"Saya sadar, sebagai orangtua korban, kami tidak punya uang untuk menuntut kematian anak kami. Kami juga bodoh dalam bidang hukum. Tidak heran kalau negara yang menguasai uang dan hukum ini mempermainkan kami," kata Sumarsih di depan makam Wawan, TPU Joglo, November 2004.
KOMPAS.com - Hampir 25 tahun, Maria Katarina Sumarsih terus menuntut keadilan atas kematian anaknya, Bernardinus Realino Norma Irmawan.
Pada 11 November 1998, mahasiswa Universitas Katolik Indonesia Atma Jaya yang akrab disapa Wawan itu meminta izin untuk menginap di kampus selama tiga hari.
Ia ingin bergabung bersama puluhan ribu mahasiswa dan masyarakat, mengepung Gedung MPR/DPR, Senayan, Jakarta.
Pada 12 November 1998, mahasiswa berunjuk rasa menentang Sidang Istimewa MPR yang dikhawatirkan melegitimasi kekuasaan Rezim Orde Baru melalui pengangkatan Bacharuddin Jusuf Habibie sebagai presiden.
Setelah Soeharto mengumumkan pengunduran diri pada 21 Mei 1998, Indonesia mengalami transisi pemerintahan yang dipimpin BJ Habibie. Ia pun mengumumkan susunan Kabinet Reformasi.
Salah satu agenda Sidang Istimewa yakni pembacaan pertanggungjawaban BJ Habibie sebagai presiden pengganti Soeharto. Namun, para mahasiswa menuntut pertanggungjawaban BJ Habibie ditolak dalam Sidang Istimewa.
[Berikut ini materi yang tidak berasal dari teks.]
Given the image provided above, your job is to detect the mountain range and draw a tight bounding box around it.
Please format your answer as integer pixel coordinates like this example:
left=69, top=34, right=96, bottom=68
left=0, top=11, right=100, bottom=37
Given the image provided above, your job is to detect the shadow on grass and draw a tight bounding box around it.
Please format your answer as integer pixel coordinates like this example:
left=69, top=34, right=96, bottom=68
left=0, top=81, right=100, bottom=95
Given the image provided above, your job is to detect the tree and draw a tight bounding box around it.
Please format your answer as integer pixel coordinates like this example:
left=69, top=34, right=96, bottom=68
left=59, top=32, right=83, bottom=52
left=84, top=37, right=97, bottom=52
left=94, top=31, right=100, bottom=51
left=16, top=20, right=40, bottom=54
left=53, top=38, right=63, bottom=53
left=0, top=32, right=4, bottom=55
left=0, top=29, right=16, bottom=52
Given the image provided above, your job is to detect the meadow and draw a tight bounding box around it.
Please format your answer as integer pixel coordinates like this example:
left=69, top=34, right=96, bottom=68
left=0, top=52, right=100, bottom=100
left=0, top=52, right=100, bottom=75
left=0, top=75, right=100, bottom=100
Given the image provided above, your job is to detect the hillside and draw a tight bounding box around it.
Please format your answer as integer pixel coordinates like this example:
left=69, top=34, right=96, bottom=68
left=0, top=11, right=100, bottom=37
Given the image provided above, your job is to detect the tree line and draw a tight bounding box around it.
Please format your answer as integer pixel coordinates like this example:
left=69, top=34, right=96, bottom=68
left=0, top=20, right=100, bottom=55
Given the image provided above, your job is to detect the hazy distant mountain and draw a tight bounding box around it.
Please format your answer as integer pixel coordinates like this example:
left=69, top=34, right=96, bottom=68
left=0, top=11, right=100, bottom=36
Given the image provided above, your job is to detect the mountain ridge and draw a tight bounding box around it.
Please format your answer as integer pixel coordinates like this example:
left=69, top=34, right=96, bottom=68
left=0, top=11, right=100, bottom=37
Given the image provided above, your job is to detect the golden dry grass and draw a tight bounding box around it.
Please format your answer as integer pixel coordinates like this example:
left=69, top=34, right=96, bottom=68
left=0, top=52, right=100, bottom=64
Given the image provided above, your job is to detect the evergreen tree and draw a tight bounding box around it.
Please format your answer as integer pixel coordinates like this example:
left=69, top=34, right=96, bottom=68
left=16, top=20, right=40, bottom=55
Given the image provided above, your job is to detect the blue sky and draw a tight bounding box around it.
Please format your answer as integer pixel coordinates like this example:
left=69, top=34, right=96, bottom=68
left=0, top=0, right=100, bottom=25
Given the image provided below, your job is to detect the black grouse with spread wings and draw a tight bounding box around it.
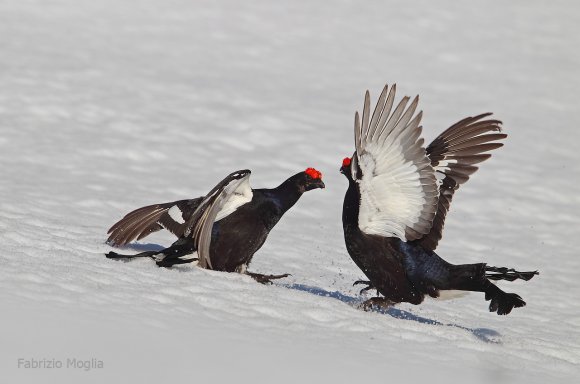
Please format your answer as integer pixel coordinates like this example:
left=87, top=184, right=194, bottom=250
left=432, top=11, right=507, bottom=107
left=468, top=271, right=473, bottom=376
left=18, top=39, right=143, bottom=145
left=107, top=168, right=324, bottom=282
left=341, top=85, right=537, bottom=315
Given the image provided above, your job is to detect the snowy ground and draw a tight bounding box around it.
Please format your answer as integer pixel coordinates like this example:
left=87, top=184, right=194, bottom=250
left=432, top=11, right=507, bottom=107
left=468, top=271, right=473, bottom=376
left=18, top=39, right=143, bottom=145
left=0, top=0, right=580, bottom=383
Mereka juga menuntut penghapusan dwi-fungsi ABRI sebagai salah satu bentuk campur tangan politik dari kalangan militer.
Sidang Istimewa setuju mempercepat pelaksanaan pemilu meski selebihnya keputusan yang dihasilkan tidak sesuai dengan tuntutan massa.
Sementara di luar gedung terjadi pertumpahan darah. Mereka yang menyuarakan aspirasi demi masa depan demokrasi Indonesia, justru dipukuli dan ditembaki.
Pada 13 November 1998 sore, sekitar pukul 16.00, terjadi tembakan bertubi-tubi oleh aparat di kawasan Semanggi terhadap pengunjuk rasa, khususnya mengenai posisi TNI di lembaga legislatif.
Penembakan membabi buta berlangsung sampai tengah malam.
Wawan turun ke jalan bukan sebagai demonstran. Ia menjadi anggota Tim Relawan untuk Kemanusiaan (TRuK). Nahas, ia ditembak aparat di halaman kampusnya ketika hendak menolong seorang korban.
Wawan merupakan salah satu dari 17 korban jiwa dalam Tragedi Semanggi I. Ada enam mahasiswa kehilangan nyawa.
Selain Wawan, ada mahasiswa Institut Teknologi Indonesia (ITI) Teddy Wardani Kusuma, mahasiswa Universitas Jakarta Engkus Kusnadi, mahasiswa Universitas Terbuka Heru Sudibyo, mahasiswa Universitas Yayasan Administrasi Indonesia (YAI) Sigit Prasetyo, dan mahasiswa Universitas Indonesia (UI) Muzammil Joko.
Saat peristiwa itu terjadi, Sumarsih bekerja sebagai bendahara Partai Golongan karya (Golkar). Ia bekerja hingga sore, kemudian pulang ke rumah dan bertemu suaminya Arief Priyadi.
Situasi memang sedang tegang karena agenda reformasi. Sumarsih pun memantau berita di televisi, sambil berharap anaknya baik-baik saja.
Sumarsih terperanjat melihat tembakan aparat ke massa aksi di siaran televisi. Ia panik dan segera meminta Arief untuk menemaninya menjemput Wawan.